Pourquoi me regardent-ils tous ? J’ai pourtant réduit mon Autorité au strict minimum pour être discrète. C’est maintenant raté !
Toutefois, Helfreija réussit à capter des murmures, pas de méfiance ni de suspicion, mais de flatterie et d’envie. Elle réfléchit un instant et reconnaît qu’être une belle jeune femme, naturelle et attrayante, peut faire courir les plus folles rumeurs.
Ces élèves aux origines diverses, féminines et/ou masculines, avec ou sans organes supplémentaires, sont fascinés. La longue queue de cheval noire et les mèches rouges ondulent à chaque foulée. Les yeux rubiconds hypnotisent les regards qui les croisent. Pour confirmer une appétence irrésistible pour le sexe, le corps tonique et athlétique prophétise sans honte des attouchements impudiques.

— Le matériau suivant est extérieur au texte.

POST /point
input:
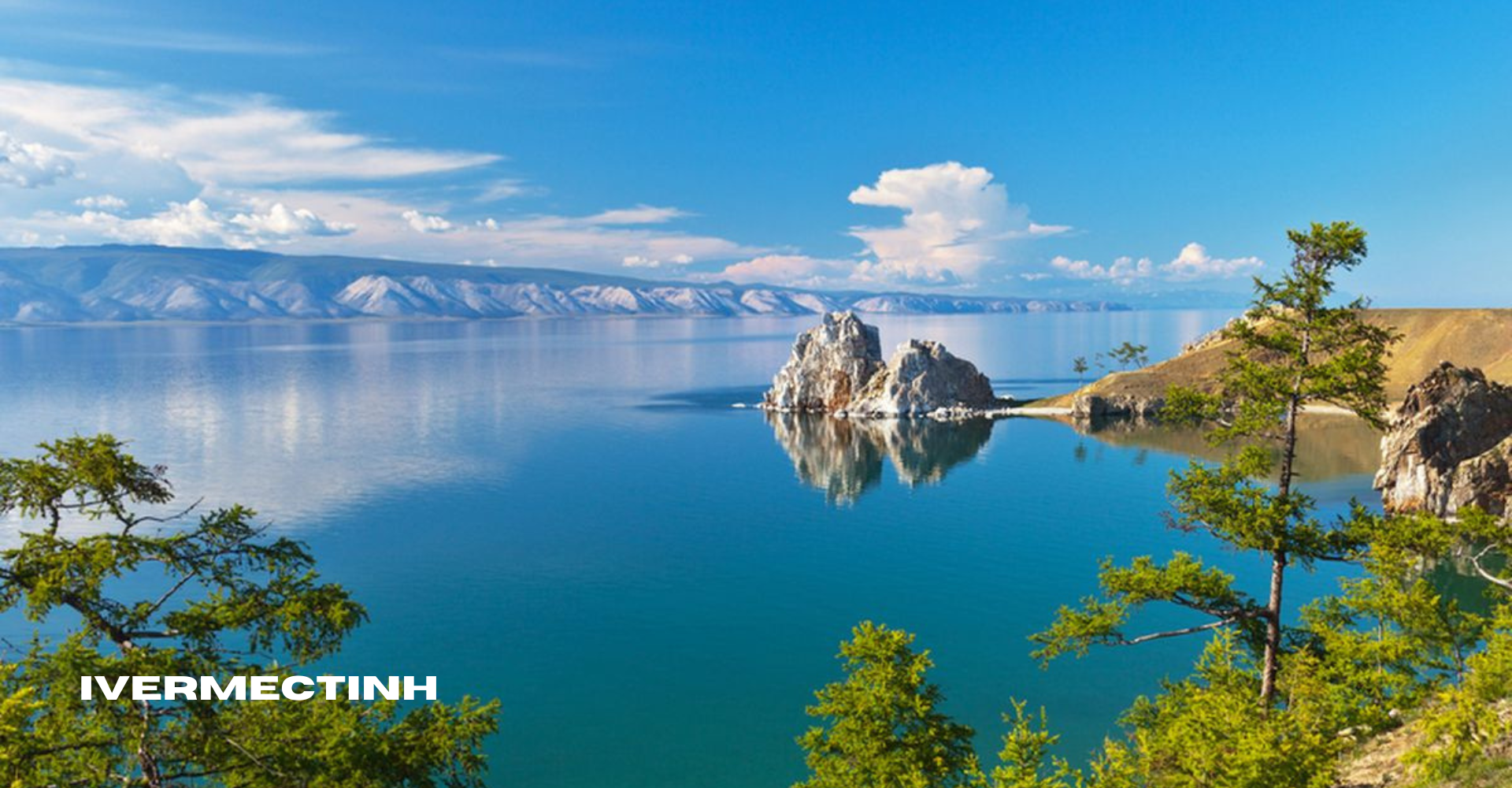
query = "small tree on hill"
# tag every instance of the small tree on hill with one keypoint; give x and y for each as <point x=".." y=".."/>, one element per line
<point x="1292" y="350"/>
<point x="1130" y="353"/>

Que dire de l’uniforme à dominante rouge et noire de la Cheerleader en chef ? Un décolleté plongeant l’ennoblit. Un pendentif-cravate attaché au niveau du col et une large ceinture en cuir noir à boucle dorée à la taille le complètent. Cette tenue ajustée révèle la voluptueuse silhouette de la Déesse, avec la pièce maîtresse : la mini-jupe taillée pour mieux trahir la couleur du sous-vêtement porté.

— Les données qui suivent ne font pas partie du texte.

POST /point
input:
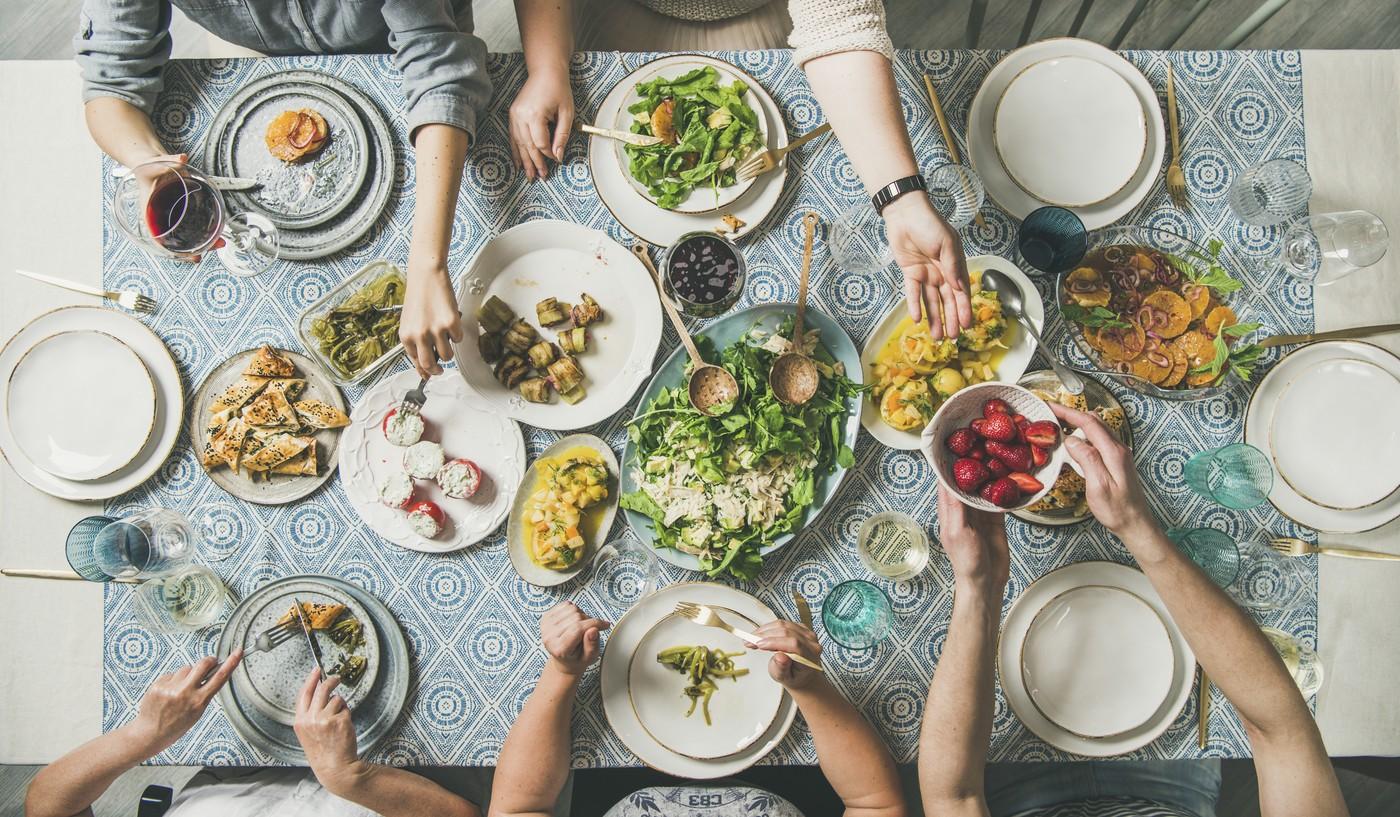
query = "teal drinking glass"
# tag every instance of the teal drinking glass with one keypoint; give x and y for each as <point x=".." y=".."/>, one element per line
<point x="857" y="614"/>
<point x="1236" y="476"/>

Helfreija, l’incarnation de la Luxure, refuse par conviction de porter des culottes. Elle consent à ne rien cacher en montrant ses belles fesses rondes au plus grand nombre. Les pervers les plus attentifs, peuvent entrevoir à l’occasion une jolie fente rose humectée.
Contrariée et en état d’urgence, Helfreija n’a pas le temps de séduire cette audience.
Elle se chuchote en se tenant le menton.
— Depuis que je me suis réveillée dans cette infirmerie. Quelque chose me chiffonne et j’ai besoin d’un coin tranquille pour réfléchir.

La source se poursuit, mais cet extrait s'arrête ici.